The equilibrium of the D A container does not move, and it has been divided into three cases, that is, the volume of the gas becomes smaller, the same changes, and the larger size. The volume of the gas becomes smaller, and the pressurized equilibrium shifts positively, n2>n1unchanged, n2=n1It gets bigger, and n2 so d is also wrong.

The answer is A. I hope you can do the equivalent balance questions in the future. (I've been playing for a long time, too).

I think that if the AA option is constant, use the equivalent balance. (, i.e., convert c to ab and solve x=2.)

B item, the constant pressure is comparable. (, x is indefinite.)

c thinks, x=3, there is no change in volume before and after the reaction, and the starting amount is the same, n1=n2d term, special value method, x=3, he is not valid.

A x to 3 is fine.

b x can be any value.

The volume of c b is unchanged and can be equivalent to the same as a and the proportionality of the punch.

How could the world economy have fallen into such a deep trough? The world economy is recovering, and despite the unprecedented slackening of monetary and fiscal policy, the recovery from the Great Recession is still struggling. Moreover, is it possible to emerge from this coercive force a balanced world economy?

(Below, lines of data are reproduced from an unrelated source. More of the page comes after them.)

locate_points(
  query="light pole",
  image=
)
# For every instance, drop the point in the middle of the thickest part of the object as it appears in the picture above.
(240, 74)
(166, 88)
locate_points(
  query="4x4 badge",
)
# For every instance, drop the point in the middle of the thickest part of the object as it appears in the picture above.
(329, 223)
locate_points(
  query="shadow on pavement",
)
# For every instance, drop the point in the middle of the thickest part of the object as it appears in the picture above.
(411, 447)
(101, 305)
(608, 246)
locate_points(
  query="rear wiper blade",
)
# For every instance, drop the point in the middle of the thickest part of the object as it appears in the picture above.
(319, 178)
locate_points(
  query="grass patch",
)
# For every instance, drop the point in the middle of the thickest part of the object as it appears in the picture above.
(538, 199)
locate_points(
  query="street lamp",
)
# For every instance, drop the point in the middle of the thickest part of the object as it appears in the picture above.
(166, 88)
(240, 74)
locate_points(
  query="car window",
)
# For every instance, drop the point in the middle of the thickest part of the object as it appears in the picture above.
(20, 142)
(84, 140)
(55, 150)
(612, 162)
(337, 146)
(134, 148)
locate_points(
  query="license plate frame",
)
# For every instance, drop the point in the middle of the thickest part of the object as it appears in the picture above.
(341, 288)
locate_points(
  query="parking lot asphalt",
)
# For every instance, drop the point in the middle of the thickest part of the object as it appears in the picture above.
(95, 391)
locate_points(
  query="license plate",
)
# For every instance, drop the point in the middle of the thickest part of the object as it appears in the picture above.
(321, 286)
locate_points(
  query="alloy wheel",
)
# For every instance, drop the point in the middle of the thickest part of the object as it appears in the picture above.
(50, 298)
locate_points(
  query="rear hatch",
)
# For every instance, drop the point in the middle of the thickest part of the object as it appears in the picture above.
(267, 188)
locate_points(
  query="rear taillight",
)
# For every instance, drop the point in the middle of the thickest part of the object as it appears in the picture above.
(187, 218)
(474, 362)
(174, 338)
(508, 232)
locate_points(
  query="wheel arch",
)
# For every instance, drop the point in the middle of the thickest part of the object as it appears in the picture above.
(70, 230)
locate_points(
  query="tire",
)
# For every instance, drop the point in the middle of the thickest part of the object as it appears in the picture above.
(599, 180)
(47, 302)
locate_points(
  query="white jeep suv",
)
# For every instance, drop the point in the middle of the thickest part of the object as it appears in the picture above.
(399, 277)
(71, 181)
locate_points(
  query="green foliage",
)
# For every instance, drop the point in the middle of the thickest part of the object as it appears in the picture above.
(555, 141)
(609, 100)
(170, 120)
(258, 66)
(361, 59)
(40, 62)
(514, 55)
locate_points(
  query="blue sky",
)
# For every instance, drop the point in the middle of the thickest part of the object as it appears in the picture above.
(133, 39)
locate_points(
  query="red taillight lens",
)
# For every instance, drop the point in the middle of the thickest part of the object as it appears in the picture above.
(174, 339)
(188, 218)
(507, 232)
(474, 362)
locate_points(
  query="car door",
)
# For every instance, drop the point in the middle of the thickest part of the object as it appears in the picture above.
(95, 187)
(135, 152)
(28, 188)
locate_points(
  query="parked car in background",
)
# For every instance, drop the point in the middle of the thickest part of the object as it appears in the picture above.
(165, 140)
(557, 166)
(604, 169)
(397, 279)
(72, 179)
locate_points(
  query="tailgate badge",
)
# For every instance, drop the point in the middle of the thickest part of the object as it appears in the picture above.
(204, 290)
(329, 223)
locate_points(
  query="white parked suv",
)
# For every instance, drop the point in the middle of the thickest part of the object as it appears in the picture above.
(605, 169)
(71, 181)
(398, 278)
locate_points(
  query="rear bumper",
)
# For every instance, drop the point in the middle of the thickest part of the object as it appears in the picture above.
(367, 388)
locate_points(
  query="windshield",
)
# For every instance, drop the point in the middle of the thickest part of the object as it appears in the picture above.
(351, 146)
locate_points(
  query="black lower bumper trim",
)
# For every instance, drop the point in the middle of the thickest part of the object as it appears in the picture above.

The fact that such an extreme response is necessary is striking. The near-zero policy encore, however, is even more alarming. And the most surprising of all the facts is ---that this is not the first time in recent decades that the world economy has had to be steered in order to get through the post-bubble economic collapse.

How can this be the case that the world economy has fallen into a deep hole? It is recovering, but painful, after a severe recession, despite the unprecedented easing of monetary and fiscal policy. Also, how could this balanced world economy emerge in this feeding?

In fact, this intense action has always been necessary to be terrible. In fact, there are few places where there is a more terrifying burst of policy. The most frightening thing is that this is not the first time in recent decades that the global economy has been steered through the collapse brought about by a bubble economy.

How did the world economy fall into the abyss? The severe economic downturn has triggered unprecedented monetary and fiscal easing, and although there has been a resurgence, the process has been painful. Further, will force-feeding necessarily lead to a balanced world economy?

The necessary drastic reaction now seems worrisome. And the room for policy return is even smaller and frightening. Most horrifyingly, this is not the first time in decades that the world economy has inevitably entered a post-collapse bubble.

How did the world economy sink so deeply? After a deep recession, the economy is struggling to recover despite an unprecedented easing of monetary and fiscal policy. Moreover, to what extent would such coercive measures balance the world economy?

The terrible fact is that such a drastic move is necessary. Even more frightening is the fact that there is little room for policy redesign. The most frightening thing is that this is not the first time in nearly a decade that the global economy has been steered through a post-bubble economic collapse.